One of the key questions we want to answer with regard to customer retention is whether we can determine which customers have the highest likelihood of repurchase. To do this we first need to know which current customers actually made additional purchases after their initial first purchase. In the dataset provided for this chapter we have a binary variable which identifies whether or not a customer purchased in a given time period, in this case quarter. We also provide a set of drivers which are likely to help explain a customer's decision to repurchase. At the end of this example you should be able to do the following:

1. Identify the drivers of customer repurchase behavior.
2. Interpret the parameter estimates from the repurchase model.
3. Predict the number of repeat purchases by customers.
4. Determine the predictive accuracy of the repurchase model.

A B2C firm wants to improve the repurchase rate of customers and reduce the retention spending on customers by better understanding which customers are most likely to repurchase in a given time period. A random sample of 500 customers from a single cohort was taken from the customer database. The information we need for our model includes the following list of variables:

Dependent variable
Purchase 1 when the customer purchased in the given quarter, 0 if no purchase occurred in that quarter
Independent variables
Lag_Purchase 1 if the customer purchased in the previous quarter, 0 if no purchase occurred in the previous quarter
Avg_Order_Quantity The average dollar value of the purchases in all previous quarters
Ret_Expense Dollars spent on marketing efforts to try and retain that customer in the given quarter
Ret_Expense_SQ Square of dollars spent on marketing efforts to try and retain that customer in the given quarter
Gender 1 if the customer is male, 0 if the customer is female
Married 1 if the customer is married, 0 if the customer is not married
Income 1 if income < $30 000
2 if $30 001< income < $45 000
3 if $45 001 < income < $60 000
4 if $60 001 < income < $75 000
5 if $75 001 < income < $90 000
6 if income > $90 001
First_Purchase The value of the first purchase made by the customer in quarter 1
Loyalty 1 if the customer is a member of the loyalty program, 0 if not

In this case, we have a binary dependent variable (Purchase) which tells us whether the customer did purchase (= 1) or did not purchase (= 0) in a given quarter. We also have 10 independent variables that we believe will be drivers of repurchase behavior.

We believe that transaction behavior in the past is likely to explain future purchase behavior. As a result we use several lagged operationalizations of current variables as independent variables in this example. First, we have whether or not the customer purchased in the last quarter (Lag_Purchase). This variable can be obtained by taking the lagged value of the purchase indicator variable, noting that one observation will be lost for each customer for each lag that is taken. In this case we are only using a one-period lag. Second, we have the average past order quantity (Avg_Order_Quantity). In this case the value for average order quantity is the mean of the Order_Quantity variable in all quarters before the current time period. Third, we have how many dollars the firm spent on each customer (Ret_Expense) in each time period and the squared value of that variable (Ret_Expense_SQ). We want to use both the linear and squared terms since we expect that for each additional dollar spent on the retention effort for a given customer, there will be a diminishing return to the value of that dollar. Finally, since the focal firm of this example is a B2C firm, the other five variables are demographic and static variables of the customers. These include the Gender of the customer, whether the customer is Married, the Income of the customer, the value of the customer's first purchase (First_Purchase), and whether the customer is a member of the loyalty program (Loyalty).

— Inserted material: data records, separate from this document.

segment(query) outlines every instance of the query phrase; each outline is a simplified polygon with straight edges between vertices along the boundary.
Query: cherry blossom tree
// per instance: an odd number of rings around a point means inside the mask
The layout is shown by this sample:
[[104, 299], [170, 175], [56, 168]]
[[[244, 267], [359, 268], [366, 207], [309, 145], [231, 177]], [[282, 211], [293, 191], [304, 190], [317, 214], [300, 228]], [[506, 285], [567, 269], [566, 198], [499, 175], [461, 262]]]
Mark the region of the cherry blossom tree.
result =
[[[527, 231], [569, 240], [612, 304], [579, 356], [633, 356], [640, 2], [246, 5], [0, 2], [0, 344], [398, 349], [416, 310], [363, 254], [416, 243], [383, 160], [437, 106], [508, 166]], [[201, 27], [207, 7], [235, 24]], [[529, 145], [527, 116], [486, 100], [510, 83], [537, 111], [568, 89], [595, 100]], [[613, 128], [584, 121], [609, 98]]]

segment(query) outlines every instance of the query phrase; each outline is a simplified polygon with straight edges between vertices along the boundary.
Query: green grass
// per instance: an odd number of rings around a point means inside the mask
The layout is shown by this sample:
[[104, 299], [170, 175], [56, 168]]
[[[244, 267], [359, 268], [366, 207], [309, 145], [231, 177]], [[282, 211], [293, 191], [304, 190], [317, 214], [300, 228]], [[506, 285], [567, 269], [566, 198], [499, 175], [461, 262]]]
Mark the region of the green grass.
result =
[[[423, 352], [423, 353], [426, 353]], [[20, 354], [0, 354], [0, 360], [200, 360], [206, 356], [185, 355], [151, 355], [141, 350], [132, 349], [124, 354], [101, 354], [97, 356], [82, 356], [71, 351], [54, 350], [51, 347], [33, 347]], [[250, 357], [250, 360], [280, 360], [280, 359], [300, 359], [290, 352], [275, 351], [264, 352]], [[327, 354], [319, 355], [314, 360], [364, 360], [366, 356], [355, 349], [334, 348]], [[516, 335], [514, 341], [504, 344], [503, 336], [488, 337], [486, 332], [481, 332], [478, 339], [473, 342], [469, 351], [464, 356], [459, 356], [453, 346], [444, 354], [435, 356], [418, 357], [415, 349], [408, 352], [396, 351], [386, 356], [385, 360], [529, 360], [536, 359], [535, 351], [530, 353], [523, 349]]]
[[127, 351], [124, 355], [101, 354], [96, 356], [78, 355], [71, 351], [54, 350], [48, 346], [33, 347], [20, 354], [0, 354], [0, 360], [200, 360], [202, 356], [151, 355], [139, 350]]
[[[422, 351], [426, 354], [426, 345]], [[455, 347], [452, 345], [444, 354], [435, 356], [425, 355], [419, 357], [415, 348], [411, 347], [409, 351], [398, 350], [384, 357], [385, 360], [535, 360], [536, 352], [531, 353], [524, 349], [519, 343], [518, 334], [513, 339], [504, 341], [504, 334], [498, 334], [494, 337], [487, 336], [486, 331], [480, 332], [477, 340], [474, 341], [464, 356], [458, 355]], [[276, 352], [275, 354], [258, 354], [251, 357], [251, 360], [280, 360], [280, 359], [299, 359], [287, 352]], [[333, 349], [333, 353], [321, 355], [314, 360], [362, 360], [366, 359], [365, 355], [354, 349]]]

First, we need to model the probability that a customer will purchase in a given time period. Since our dependent variable (Purchase) is binary, we select a logistic regression to estimate the model. We could also select a probit model and in general achieve the same results. In this case the y variable is Purchase and the x variables represent the nine independent variables in our database. When we run the logistic regression we get the following result:

img

As we can see from the results, seven of the nine independent variables are significant at a p-value of 5% or better with only Married and First_Purchase being statistically non-significant. First, this means that Lag_Purchase has a positive effect on current purchase, that is, customers who made a purchase in the previous quarter are more likely to make a purchase in the current quarter. Second, since the coefficient on Avg_Order_Quantity is positive and statistically significant, this means that customers who in the past have spent more on average are also more likely to purchase in the current time period. Third, we find a positive, but a diminishing, return on the effect of retention spending (Ret_Expense) on purchasing in the same quarter since the coefficient on Ret_Expense is positive and the coefficient on Ret_Expense_SQ is negative. Fourth, we find a positive effect for females (negative coefficient on Gender) meaning that females are generally more likely to purchase than males. Fifth, we find a positive income effect suggesting that customers who have a higher income are more likely to purchase in the current quarter. Finally, since the coefficient on Loyalty is positive this suggests that customers who are members of the loyalty program are more likely to purchase in the current quarter.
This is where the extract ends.